A Mon-Srilanka Maha Thera Shin Arahan from Suvanna Bhumi (Thaton), arrived in Bagan to propagate Theravada Buddhiam there. Through the good office of a hunter (who became Buddhist after hearing Dhamma from Shin Arahan), Shin Arahan was introduced to king Anawrahta. Shin Arahan’s teaching of Dhamma gave pure form of Buddhism to the king his court and his people. At the request of Shin Arahan, king Anawrahta sent envoys with gifts to king of Suvanna Bhumi to ask for a set of Tripitaka.
King of Suvanna Bhumi had 30 sets of Tripitaka. But his envoys received nothing. Anawrahta marched to Survanna Bhumi with armed forces conquered Suvanna Bhumi and returned to Bagan in triumph. He brought all sets of Tripitaka and all religious literature and sacred relies on 33white elephants captured king and his family artists and artisans and all missionary monks to Bagan.

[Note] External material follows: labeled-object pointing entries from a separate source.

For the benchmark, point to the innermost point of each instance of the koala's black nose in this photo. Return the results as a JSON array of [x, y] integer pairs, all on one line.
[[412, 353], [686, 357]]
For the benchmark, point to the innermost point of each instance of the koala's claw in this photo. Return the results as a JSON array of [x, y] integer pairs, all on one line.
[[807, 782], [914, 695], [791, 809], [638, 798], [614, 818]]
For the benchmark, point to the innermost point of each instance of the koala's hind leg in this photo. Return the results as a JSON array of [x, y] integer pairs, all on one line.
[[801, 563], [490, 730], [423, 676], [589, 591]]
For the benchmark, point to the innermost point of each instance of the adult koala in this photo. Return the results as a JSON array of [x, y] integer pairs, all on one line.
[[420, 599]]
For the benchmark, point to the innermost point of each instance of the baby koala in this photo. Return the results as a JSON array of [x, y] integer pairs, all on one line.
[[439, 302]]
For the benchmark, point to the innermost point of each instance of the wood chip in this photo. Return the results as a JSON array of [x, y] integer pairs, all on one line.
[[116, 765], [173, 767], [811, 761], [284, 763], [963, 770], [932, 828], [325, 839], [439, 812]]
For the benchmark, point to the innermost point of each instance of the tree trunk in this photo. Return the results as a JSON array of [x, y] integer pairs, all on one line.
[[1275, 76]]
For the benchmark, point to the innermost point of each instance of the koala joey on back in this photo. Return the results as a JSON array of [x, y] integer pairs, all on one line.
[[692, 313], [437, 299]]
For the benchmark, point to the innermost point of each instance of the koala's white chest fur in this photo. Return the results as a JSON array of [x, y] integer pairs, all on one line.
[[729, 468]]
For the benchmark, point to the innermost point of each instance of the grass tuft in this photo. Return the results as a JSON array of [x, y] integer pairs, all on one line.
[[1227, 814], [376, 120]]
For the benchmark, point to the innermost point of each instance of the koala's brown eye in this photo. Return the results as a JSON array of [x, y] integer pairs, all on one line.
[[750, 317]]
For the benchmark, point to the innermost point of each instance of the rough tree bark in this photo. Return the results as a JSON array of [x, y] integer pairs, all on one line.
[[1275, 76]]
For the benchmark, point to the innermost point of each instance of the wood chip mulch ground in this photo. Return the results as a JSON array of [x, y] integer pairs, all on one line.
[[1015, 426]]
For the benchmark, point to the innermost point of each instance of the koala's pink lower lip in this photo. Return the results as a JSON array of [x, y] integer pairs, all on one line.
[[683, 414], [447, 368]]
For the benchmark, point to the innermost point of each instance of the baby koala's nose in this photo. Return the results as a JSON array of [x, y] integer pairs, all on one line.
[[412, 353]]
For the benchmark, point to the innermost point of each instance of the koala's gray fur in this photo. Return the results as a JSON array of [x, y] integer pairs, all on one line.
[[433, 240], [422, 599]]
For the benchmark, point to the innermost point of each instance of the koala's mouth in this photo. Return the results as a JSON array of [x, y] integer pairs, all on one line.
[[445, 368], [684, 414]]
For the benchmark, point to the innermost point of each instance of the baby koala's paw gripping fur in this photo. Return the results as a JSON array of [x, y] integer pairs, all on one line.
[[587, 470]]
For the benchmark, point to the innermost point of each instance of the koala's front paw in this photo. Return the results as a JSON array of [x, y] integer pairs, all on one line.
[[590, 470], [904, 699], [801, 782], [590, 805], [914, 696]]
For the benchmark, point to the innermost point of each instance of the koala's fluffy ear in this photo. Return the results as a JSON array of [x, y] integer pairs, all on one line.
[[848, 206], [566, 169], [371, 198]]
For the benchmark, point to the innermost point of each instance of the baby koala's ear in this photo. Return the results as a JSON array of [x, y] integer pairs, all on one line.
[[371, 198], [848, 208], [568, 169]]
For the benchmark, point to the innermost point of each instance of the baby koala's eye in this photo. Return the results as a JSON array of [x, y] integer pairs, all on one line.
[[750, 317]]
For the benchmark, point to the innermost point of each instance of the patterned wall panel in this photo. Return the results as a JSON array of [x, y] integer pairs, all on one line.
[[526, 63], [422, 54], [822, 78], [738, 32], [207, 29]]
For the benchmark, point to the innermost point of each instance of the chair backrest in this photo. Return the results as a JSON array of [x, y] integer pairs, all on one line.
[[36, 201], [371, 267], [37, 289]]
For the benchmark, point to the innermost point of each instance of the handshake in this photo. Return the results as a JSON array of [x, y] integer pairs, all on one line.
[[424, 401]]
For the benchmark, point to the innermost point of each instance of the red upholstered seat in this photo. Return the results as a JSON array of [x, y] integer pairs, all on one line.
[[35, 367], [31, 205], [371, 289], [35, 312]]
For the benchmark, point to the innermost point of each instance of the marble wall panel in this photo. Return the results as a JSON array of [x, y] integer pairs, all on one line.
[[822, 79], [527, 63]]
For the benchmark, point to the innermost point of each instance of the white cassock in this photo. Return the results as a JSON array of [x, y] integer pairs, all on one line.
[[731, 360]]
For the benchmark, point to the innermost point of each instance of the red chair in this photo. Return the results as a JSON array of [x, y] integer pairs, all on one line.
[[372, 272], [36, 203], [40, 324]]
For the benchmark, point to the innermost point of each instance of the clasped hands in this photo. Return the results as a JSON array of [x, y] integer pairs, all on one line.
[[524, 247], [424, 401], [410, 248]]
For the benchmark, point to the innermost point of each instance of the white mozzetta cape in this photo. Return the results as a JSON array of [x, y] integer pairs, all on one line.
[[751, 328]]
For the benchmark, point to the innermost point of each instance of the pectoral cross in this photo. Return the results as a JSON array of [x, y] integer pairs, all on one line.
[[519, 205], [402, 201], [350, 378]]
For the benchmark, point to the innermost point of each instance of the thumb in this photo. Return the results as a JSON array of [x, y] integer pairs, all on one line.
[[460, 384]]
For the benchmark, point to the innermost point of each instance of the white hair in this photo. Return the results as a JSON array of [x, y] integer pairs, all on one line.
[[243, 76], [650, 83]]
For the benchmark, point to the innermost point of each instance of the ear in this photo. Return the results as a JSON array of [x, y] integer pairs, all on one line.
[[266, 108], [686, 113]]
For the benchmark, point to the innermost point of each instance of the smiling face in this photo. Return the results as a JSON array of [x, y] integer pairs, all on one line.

On the way back home, he brought sacred relics of Buddha’s frontal and collar bones he found in a ruined Stupa in Pyu city Srikestra. They were enshrined in Shwezigon Pagoda in Bagan. Bagan was now enriched materially and spiritually with the war booties brought by king Anawrahta and his victorious armies. Artists and artisans of Suvanna Bhumi, now settled in Bagan helped develop art architecture and sculpture of Bagan. Missionary monks of Suvanna Bhumi, under the guidance of Shin Arahan began propagation of Theravada Buddhism which gradually reached out to the four corners of the kingdom. Co-operation between king Anawrahta and Maha Thera Shin Arahan firmly established Theravada Buddhism in Bagan and beyond.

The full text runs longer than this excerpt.